Again these are cascaded so you only need to include the settings that are different for that environment and it will get the rest of the settings from your default-conf.json and the cohesion-default-conf.json.

Configuration Options

global

Global configurations are settings that may effect multiple areas of the code. Global should only be used as a last resort if the configuration doesn’t fit in better in any of the other setting sections. Options provided within the global section will be available to all Configurable objects.

Default global settings
Key Type Default Description
global.domain_name string ‘www.example.com’ Domain name of your application. Used for setting link URLs as well as other places. This will be overwritten by $_SERVER['HOST'] if it’s set but it’s important to still set this as it will be used in things like sending emails from the command line etc that don’t have access to the host parameter
global.production boolean false Whether or not the current system is being used in production. This is used for things such as setting the error output level as well as other business logic determinant on whether it’s in production or not.
global.autoloader.cache_key string ‘autoloader_cache’ Cache key used to cache the class paths for your files.
application

The application configuration section is what will be passed to your business logic classes. This is where you should be placing your own configurations for your application settings and should contain all your business rule settings.

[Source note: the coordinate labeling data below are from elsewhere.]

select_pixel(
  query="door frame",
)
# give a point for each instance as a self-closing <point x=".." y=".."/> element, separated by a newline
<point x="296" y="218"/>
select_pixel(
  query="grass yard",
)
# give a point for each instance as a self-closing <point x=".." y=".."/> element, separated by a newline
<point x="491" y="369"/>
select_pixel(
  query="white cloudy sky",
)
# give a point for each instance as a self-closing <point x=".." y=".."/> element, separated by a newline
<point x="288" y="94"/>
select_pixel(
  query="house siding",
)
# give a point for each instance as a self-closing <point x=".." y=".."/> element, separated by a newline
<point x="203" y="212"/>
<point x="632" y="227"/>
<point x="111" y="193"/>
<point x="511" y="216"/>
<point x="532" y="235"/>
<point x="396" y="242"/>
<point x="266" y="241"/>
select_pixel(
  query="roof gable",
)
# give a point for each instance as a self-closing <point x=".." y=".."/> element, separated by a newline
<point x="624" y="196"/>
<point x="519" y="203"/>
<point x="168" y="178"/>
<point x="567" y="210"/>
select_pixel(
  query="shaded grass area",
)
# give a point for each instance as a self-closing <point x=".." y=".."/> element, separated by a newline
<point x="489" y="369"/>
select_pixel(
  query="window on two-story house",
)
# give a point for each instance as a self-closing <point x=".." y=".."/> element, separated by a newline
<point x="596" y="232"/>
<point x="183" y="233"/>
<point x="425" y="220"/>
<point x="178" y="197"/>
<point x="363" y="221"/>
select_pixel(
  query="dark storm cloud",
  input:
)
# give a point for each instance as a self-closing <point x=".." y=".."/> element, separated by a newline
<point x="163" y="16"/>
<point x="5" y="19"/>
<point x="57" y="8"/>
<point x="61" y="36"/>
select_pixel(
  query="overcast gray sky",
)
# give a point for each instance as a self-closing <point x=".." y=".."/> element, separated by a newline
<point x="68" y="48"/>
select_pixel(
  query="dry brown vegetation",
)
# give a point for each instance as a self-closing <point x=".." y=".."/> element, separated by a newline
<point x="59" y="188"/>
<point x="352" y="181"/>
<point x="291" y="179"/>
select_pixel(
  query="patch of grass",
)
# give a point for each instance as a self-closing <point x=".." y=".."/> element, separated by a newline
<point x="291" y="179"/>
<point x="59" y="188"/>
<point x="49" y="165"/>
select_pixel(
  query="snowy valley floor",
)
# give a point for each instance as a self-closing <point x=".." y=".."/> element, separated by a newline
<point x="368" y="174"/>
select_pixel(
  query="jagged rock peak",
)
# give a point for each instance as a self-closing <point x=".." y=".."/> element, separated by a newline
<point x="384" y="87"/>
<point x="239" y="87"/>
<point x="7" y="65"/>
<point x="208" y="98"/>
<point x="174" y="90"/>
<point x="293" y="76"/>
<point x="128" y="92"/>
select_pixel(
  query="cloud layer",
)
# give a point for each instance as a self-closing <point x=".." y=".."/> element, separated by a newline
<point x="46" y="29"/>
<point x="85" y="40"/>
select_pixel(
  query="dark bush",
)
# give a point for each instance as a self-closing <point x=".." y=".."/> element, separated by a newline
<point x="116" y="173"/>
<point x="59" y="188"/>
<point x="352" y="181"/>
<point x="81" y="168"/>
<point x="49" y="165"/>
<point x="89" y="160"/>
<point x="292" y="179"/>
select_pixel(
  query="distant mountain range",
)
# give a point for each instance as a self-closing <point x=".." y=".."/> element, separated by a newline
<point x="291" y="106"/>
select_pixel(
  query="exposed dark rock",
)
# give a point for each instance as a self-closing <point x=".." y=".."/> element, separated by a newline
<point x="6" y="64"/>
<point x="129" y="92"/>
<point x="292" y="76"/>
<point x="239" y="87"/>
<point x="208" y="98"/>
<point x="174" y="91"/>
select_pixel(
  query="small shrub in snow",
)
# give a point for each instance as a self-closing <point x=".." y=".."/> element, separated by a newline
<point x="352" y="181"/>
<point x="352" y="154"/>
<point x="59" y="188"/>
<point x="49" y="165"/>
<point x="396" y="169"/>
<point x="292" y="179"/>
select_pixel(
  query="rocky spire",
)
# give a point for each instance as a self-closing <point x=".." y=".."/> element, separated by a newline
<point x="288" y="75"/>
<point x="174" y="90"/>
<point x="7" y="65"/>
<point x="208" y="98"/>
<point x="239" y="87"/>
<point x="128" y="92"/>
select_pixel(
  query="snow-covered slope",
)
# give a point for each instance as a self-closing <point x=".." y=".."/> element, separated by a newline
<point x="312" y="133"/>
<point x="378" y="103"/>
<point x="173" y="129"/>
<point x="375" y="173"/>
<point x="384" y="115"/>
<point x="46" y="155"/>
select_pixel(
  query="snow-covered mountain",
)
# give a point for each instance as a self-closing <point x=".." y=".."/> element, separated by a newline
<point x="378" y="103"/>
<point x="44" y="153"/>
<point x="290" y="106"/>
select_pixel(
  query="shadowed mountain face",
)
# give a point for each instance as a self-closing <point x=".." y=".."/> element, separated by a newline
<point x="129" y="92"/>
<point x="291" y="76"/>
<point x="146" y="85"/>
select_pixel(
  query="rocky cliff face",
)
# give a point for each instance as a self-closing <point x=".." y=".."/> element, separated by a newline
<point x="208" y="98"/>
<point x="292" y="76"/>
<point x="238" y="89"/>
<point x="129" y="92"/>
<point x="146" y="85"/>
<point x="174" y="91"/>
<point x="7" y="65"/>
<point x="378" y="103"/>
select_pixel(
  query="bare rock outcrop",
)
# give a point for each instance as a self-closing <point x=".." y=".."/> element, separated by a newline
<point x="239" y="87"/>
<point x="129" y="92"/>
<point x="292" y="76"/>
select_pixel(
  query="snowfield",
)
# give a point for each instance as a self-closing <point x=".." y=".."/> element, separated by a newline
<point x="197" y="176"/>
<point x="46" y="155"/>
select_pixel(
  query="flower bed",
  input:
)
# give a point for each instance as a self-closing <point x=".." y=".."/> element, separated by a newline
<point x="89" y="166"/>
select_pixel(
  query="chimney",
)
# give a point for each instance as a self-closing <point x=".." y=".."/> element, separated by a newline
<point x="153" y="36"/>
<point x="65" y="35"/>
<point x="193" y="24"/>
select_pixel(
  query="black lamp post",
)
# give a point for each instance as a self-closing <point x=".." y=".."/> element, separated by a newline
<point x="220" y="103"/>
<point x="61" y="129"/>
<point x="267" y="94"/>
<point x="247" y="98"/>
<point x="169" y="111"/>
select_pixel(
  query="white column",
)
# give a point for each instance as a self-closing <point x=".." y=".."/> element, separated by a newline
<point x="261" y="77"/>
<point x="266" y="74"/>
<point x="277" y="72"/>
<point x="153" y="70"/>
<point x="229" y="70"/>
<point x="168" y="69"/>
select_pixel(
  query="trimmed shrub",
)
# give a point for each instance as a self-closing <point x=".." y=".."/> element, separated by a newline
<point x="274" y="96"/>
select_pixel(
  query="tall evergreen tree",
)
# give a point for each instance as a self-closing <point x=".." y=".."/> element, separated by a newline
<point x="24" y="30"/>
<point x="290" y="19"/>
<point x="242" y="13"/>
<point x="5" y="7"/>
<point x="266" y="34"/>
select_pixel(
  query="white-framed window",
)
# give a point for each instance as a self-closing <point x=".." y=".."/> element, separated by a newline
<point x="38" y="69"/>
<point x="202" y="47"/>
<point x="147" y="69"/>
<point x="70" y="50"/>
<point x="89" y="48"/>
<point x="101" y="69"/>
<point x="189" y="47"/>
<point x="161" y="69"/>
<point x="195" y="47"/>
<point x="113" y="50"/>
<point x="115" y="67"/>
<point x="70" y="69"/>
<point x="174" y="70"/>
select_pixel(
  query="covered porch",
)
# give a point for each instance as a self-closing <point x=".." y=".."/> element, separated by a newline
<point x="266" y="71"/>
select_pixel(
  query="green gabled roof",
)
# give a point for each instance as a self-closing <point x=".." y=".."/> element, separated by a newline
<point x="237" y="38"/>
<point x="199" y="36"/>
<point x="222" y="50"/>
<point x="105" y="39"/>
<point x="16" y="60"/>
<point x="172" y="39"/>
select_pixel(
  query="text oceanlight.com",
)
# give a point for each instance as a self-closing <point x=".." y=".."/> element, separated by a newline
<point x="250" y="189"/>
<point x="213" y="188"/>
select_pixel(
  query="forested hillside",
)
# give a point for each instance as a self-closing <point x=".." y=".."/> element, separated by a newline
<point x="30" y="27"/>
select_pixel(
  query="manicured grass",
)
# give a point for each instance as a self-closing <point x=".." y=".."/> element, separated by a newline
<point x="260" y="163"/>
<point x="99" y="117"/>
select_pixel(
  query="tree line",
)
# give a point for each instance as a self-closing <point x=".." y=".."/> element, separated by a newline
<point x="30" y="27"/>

Default application settings
Key Type Default Description
class.default string null Default service to use if the ServiceFactory::getService() function isn’t provided a class name. The default of null means that you must specify the service as there’s no default.
class.prefix string ‘’ Prefix used in the service class name before the service name. For example if the prefix was “Application” and you called ServiceFactory::getService('User') it will look for a ApplicationUser class.
class.suffix string ‘Service’ Suffix used in the service class name after the service name. For example with the default suffix of “Service” when you call ServiceFactory::getService('User') it will look for a UserService class.
routing

The routing configuration section is used to decided how to deal with incoming requests and decide which Controller should be used to handle it.

We currently don’t provide a way to specify specific routes and how they will be handled. Rather Cohesion works on a simple yet effective default route system.

It will look for the first path segment that is a valid Controller then check if the following path segment is a function of that Controller, if it is then it will call that function with all the following path segments as parameters to that function, if it’s not a valid function then all segments after the Controller will be considered parameters to the Controller’s index function.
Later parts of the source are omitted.